Bien sûr qu’on ne peut aimer davantage autrui que l’on ne s’aime soi-même.
Bien sûr qu’on ne peut aimer qu’une seule personne, mais bien sûr aussi qu’on ne peut pas aimer tout le monde. Comme on dit, aimer le monde entier est facile, mais aimer une personne à la fois est pas mal plus demandant.
Bien sûr que l’amour n’existe pas sans au moins un coeur pour donner et un autre pour recevoir. Ou peut-être que l’amour peut exister en soi.
Bien sûr que j’affirme avec des bien sûr de grandes vérités au sujet de l’amour sans en connaître tant que ça au sujet de l’amour. Amour est un mot facile à dire, comme à chanter mais le faire ? La job d’une vie, la job du coeur.
Mais qu’est-ce qu’aimer au juste ? Qu’est-ce que l’amour ?
Il y a le grand Amour de sa vie, comme dans les films, celui avec un grand A, comme il y a aussi aimer les tartes aux pommes. En anglais, ils font au moins une distinction entre liker et lover. En français, on aime un point c’est tout. Et si on aime beaucoup, si on aime bien, on dirait qu’on aime un peu moins que si on aime tout court. Long apprendre à aimer.
On ne connait jamais vraiment ni totalement ce en quoi consiste aimer car l’amour est un grand mystère qui revêt de nombreuses formes.
Chez certaines premières nations, on dit que le mot amour n’existe pas, il n’y aurait que le verbe aimer. L’amour ne peut que se conjuguer. Ni au passé, ni au futur, qu’au présent. L’amour ne peut exister sans des êtres qui le font, qui l’expriment, qui le vivent. Makes sense non ? On n’a jamais vu un ptit tas d’amour tout seul sur le bord du chemin. Ça prend quelqu’un ou quelque chose pour l’incarner, pour lui donner vie. À moins que ce ne soit l’amour qui nous donne vie.
Bien sûr, et peut-être bien. Plausiblement, possiblement, probablement.
Une définition de l’amour se dit du parfum que répand la fleur quand on marche dessus. Dur mais beau non ? Ça me fait penser à l’amour du Christ ou du Bouddha. Un amour plus grande que soi, un amour qui transcende sa propre personne, sa propre existence, un amour de service, un amour au service de l’amour. D’ailleurs, Veeresh utilisait souvent l’expression Love in Action.
Il s’en est dit des choses au sujet de l’amour, et il s’en dit toujours. Et ça continuera car amour rime avec toujours.
Mais quoi qu’on en dise, quoi qu’on fasse, l’amour reste toujours à faire. Que lui nous fasse, que nous le fassions. L’amour demande toujours à se dépasser, à se consumer, à se mettre en action et à se vivre. Entre deux personnes, et plus. Entre deux organismes vivants, peu importe qu’il y ait langage ou pas pour le nommer. L’amour veut se faire, malgré la folie de la guerre.

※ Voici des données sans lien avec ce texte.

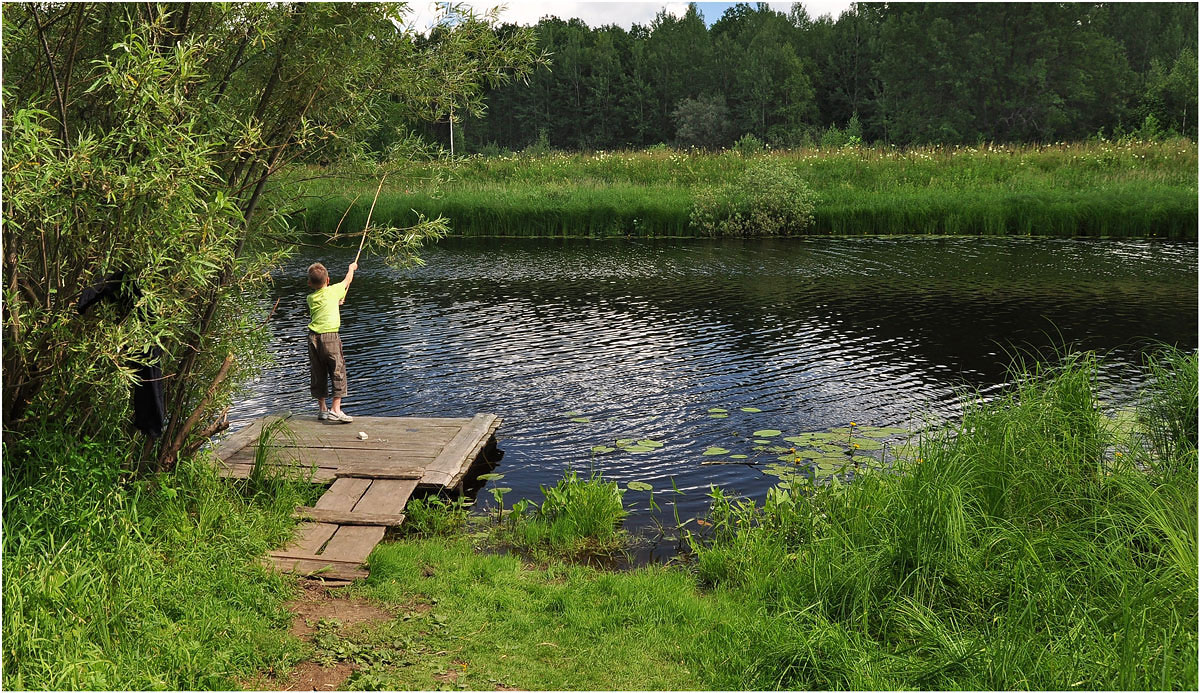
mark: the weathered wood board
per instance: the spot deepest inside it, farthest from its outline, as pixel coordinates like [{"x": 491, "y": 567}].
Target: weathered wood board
[{"x": 372, "y": 478}]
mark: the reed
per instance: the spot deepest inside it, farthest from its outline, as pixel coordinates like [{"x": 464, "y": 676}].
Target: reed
[
  {"x": 1019, "y": 550},
  {"x": 1101, "y": 188}
]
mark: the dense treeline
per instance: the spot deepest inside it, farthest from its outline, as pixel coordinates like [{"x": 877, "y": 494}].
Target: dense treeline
[{"x": 895, "y": 73}]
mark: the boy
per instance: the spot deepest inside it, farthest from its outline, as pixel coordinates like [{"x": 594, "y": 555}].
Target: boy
[{"x": 325, "y": 359}]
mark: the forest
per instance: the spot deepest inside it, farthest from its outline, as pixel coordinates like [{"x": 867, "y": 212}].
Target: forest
[{"x": 909, "y": 73}]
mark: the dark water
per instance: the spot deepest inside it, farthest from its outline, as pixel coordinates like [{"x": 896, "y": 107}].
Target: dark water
[{"x": 643, "y": 337}]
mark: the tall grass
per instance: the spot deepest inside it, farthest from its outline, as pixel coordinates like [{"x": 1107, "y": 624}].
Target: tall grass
[
  {"x": 579, "y": 518},
  {"x": 1019, "y": 550},
  {"x": 118, "y": 584},
  {"x": 1129, "y": 188}
]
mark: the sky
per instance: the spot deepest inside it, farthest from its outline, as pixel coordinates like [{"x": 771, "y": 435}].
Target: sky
[{"x": 601, "y": 12}]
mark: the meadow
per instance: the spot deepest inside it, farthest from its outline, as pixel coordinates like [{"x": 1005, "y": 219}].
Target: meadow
[
  {"x": 1125, "y": 188},
  {"x": 1033, "y": 543}
]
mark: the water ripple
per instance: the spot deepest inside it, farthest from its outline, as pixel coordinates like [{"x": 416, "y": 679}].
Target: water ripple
[{"x": 646, "y": 336}]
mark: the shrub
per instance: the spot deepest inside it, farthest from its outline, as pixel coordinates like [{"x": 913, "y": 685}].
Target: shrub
[
  {"x": 749, "y": 144},
  {"x": 768, "y": 199},
  {"x": 577, "y": 518}
]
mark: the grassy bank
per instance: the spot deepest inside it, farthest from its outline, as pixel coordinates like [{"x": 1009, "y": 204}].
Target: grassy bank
[
  {"x": 1129, "y": 190},
  {"x": 111, "y": 584},
  {"x": 1033, "y": 544}
]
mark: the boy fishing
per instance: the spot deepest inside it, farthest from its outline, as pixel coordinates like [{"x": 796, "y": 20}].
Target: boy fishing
[{"x": 325, "y": 360}]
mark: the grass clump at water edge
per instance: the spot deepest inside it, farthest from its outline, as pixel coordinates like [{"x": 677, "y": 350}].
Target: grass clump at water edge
[{"x": 1020, "y": 552}]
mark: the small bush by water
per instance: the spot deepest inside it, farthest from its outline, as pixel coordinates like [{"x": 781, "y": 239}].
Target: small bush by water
[
  {"x": 1021, "y": 549},
  {"x": 579, "y": 518},
  {"x": 1102, "y": 188},
  {"x": 769, "y": 199}
]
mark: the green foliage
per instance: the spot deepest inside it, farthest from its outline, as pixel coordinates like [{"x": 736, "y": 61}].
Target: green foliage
[
  {"x": 912, "y": 72},
  {"x": 748, "y": 145},
  {"x": 1168, "y": 410},
  {"x": 701, "y": 122},
  {"x": 768, "y": 199},
  {"x": 1015, "y": 550},
  {"x": 96, "y": 570},
  {"x": 433, "y": 516},
  {"x": 577, "y": 518},
  {"x": 1102, "y": 188},
  {"x": 141, "y": 138}
]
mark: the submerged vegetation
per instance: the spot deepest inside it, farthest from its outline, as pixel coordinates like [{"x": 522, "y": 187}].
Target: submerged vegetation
[
  {"x": 1032, "y": 544},
  {"x": 1127, "y": 188}
]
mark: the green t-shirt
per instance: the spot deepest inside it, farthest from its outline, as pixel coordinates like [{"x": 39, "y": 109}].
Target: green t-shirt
[{"x": 323, "y": 308}]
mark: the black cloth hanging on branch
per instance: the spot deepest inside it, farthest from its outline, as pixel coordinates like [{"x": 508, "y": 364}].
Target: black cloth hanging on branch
[{"x": 149, "y": 405}]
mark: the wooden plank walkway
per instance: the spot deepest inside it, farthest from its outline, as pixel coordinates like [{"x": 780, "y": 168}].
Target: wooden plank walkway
[{"x": 372, "y": 478}]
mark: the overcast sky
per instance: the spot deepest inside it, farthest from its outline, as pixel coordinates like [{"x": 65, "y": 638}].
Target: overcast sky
[{"x": 600, "y": 12}]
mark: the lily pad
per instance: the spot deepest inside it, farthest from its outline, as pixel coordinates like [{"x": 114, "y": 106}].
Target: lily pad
[
  {"x": 867, "y": 444},
  {"x": 881, "y": 432}
]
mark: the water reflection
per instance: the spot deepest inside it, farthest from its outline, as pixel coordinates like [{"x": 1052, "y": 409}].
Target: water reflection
[{"x": 645, "y": 337}]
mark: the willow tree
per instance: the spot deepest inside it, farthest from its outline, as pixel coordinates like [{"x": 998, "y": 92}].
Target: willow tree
[{"x": 144, "y": 139}]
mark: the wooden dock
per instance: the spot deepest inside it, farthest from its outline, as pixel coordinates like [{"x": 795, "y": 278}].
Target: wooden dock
[{"x": 371, "y": 480}]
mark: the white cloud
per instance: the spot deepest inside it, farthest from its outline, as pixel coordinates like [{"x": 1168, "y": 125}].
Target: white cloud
[{"x": 598, "y": 12}]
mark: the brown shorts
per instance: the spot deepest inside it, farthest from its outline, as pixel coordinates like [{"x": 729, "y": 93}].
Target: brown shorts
[{"x": 325, "y": 362}]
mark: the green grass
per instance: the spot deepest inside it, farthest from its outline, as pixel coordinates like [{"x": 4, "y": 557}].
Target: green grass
[
  {"x": 111, "y": 584},
  {"x": 1129, "y": 188},
  {"x": 579, "y": 518},
  {"x": 1018, "y": 550},
  {"x": 1033, "y": 544}
]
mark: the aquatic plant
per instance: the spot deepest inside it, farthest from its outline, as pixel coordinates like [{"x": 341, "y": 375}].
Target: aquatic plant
[{"x": 1012, "y": 550}]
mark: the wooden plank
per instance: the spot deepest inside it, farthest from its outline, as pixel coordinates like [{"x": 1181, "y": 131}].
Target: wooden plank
[
  {"x": 334, "y": 458},
  {"x": 322, "y": 568},
  {"x": 425, "y": 445},
  {"x": 353, "y": 543},
  {"x": 310, "y": 537},
  {"x": 347, "y": 518},
  {"x": 303, "y": 556},
  {"x": 385, "y": 496},
  {"x": 343, "y": 494},
  {"x": 456, "y": 478},
  {"x": 322, "y": 475},
  {"x": 454, "y": 457},
  {"x": 379, "y": 471}
]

Toute la vie est amour. Et peut-être aussi que toute la haine du monde est aussi amour. Un amour qui a peur, un amour mal dirigé, un amour de tête qui pense qu’il doit blesser les autres pour préserver les siens. Bien sûr que je ne sais pas, et que je n’en sais rien.

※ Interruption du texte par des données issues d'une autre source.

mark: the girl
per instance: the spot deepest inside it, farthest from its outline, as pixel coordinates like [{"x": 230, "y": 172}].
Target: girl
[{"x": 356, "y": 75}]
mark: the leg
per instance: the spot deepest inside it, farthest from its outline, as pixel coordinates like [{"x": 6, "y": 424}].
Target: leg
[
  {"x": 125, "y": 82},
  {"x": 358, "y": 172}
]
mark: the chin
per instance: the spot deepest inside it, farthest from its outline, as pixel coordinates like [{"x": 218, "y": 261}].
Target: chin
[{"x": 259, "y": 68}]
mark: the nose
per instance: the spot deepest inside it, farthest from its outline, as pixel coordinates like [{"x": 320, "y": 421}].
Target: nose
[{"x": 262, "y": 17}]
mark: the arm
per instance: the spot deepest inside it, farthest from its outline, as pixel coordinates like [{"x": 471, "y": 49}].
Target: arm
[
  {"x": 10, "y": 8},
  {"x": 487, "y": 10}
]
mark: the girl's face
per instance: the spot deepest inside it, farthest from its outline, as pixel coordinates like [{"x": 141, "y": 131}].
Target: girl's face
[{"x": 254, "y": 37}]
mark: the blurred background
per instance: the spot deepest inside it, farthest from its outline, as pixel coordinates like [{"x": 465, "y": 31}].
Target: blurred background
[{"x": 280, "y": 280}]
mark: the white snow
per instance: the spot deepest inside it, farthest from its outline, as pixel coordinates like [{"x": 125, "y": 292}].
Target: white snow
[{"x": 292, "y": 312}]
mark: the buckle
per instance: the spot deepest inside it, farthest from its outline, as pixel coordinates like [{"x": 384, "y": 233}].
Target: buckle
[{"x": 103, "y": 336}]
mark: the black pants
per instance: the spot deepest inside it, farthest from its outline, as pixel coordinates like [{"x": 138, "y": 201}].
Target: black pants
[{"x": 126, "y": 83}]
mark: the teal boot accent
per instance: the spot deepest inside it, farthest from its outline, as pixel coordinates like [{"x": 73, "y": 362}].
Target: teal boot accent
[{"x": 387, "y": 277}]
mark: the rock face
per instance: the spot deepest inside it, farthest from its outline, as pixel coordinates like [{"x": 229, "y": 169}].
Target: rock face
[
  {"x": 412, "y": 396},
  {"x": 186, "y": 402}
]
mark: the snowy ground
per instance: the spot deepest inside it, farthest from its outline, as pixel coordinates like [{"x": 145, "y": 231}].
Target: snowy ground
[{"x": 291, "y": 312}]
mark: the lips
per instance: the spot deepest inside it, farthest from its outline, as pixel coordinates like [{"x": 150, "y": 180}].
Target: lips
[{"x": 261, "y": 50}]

Écrire au sujet de l’amour alors qu’il y a tant de manifestations de haine en ce bas monde. Peut-être l’idée justement. Se mettre à aimer autant et même plus que certains haïssent, détestent, ont peur. Pour équilibrer, pour ramener l’amour au premier plan car on en a tant besoin. L’amour exige toujours plus de nous.
Aimer sans savoir, aimer sans vouloir être aimé en retour. Comme St-François d’Amour.
Aimer for love’s sake. Aimer par amour, aimer pour l’amour. Pour que l’amour finisse par nous consumer, par gober toute la peur et la haine. Car si le mot amour n’existe pas et qu’il ne peut que se conjuguer, laissons justement ce verbe nous faire bouger, nous motiver, nous animer. Si le mot amour n’existe pas, soyons l’amour. Amourons. Amour de soi, amour de soie. Doux amour.
___
La vraie pauvreté n’est pas dans le fait de ne rien avoir, mais dans le fait de n’être possédé par rien.
Il y a des pauvres qui sont encombrés de leurs richesses imaginaires, comme il y a des riches qui ont appris le détachement.
L’Évangile nous appelle à cette liberté intérieure où l’humain cesse de se cramponner à lui-même pour devenir un être d’accueil et de communion.
Car aimer, c’est toujours se déposséder de soi au profit d’une présence plus grande que soi-même.
– Maurice Zundel, Retraite sur les Béatitudes et la pauvreté évangélique, via Cristina RJ
___
L’amour dans toutes les langues, toutes les mains et tous les coeurs.